We know that gratitude is one of the most robust predictors of emotional, physical and relational well-being. And yet, gratitude, this critical piece of mental health, is a metaphysical emotion. 

I've written about this before, how Robert Emmons alerted me to the metaphysical structure of gratitude. Emmons is the world's leading expert on gratitude. You can check out a popular treatment of his research in his book Thanks!

In a talk I once attended, Emmons spoke about some of the conceptual issues associated with gratitude. One of the issues was the distinction between gratitude for and gratitude to.

Gratitude is a social emotion, the thankfulness we feel having receiving a gift (or some benefit). Gratitude implies a gift, which in turn implies a giver. This is gratitude to.
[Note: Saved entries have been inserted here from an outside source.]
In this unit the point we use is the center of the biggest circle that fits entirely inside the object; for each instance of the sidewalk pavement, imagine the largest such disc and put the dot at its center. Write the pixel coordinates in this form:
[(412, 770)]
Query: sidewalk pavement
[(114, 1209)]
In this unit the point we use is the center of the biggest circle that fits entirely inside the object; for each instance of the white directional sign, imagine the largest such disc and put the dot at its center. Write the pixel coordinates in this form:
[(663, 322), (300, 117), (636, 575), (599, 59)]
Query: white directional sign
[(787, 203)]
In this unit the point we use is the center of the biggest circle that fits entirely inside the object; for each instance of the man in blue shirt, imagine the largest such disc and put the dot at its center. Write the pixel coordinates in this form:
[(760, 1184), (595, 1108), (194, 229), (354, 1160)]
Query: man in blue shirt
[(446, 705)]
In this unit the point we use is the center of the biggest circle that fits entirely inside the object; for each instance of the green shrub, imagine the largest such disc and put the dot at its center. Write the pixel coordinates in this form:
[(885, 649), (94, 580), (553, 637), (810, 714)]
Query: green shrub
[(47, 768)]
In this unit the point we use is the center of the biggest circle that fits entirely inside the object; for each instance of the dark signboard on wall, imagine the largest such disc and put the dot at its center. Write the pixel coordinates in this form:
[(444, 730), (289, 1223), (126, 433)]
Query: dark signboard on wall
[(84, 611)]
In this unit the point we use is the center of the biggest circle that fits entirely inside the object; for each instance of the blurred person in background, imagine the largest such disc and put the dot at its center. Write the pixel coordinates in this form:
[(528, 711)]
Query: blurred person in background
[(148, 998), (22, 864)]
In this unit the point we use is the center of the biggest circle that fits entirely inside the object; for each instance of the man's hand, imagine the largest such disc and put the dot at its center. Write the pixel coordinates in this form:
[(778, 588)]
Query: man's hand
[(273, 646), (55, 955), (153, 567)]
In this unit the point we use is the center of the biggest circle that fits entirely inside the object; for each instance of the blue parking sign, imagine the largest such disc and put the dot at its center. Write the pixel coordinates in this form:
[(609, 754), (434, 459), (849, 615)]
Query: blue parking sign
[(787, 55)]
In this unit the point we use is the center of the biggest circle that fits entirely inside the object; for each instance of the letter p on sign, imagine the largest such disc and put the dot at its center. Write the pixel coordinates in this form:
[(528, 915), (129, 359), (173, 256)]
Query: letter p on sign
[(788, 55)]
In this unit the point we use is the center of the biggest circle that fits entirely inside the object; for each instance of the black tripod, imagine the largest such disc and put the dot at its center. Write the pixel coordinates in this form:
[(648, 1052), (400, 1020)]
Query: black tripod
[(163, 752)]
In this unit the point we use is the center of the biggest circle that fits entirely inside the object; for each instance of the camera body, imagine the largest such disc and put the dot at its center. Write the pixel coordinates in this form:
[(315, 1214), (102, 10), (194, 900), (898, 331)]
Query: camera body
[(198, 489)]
But what about gratitude for? Emmons raised the question of environmental gratitude. Can you feel gratitude for the sunrise, a beautiful mountain, for life itself?

To be sure, we can feel lucky and fortunate for all these things. But without a giver can we, properly speaking, feel gratitude for these things? Who are we saying "Thanks!" to when we feel gratitude for our life? An indifferent, silent cosmos?

In short, since gratitude is a social emotion, feelings of gratitude for ontological realities--life, flowers, new birth, ocean breezes--require a metaphysical framework. Gratitude implies a gift and a giver.

By contrast, the best a non-metaphysical worldview can give you is a feeling of preciousness. Cosmically, life is an outlier, a wildly improbable event. So we should preserve and cherish it. Watch any cosmology show hosted by an atheistic scientist and you'll see this feeling evoked. Carl Sagan was really good at it.

And yet, preciousness isn't the same as gratitude. Most importantly for our purposes, feelings of preciousness are not a fundamental aspect of mental and physical health. In fact, preciousness can cut in the opposite direction. For some, preciousness evokes cosmic terror and despair. And I've heard atheists describe the emergence of life in the cosmos as an accidental event of no real import. Life is a cosmic fart. We're just cosmic pond scum. Sure, being a statistical anomaly can lead to awe, but it can also lead to nihilism.

All that to say, feeling cosmically lucky is not the same as gratitude. Proper gratitude, and its role in human flourishing, implies giving thanks, and giving thanks requires a metaphysical posture.

Like I said, mental health requires a religious orientation to the world.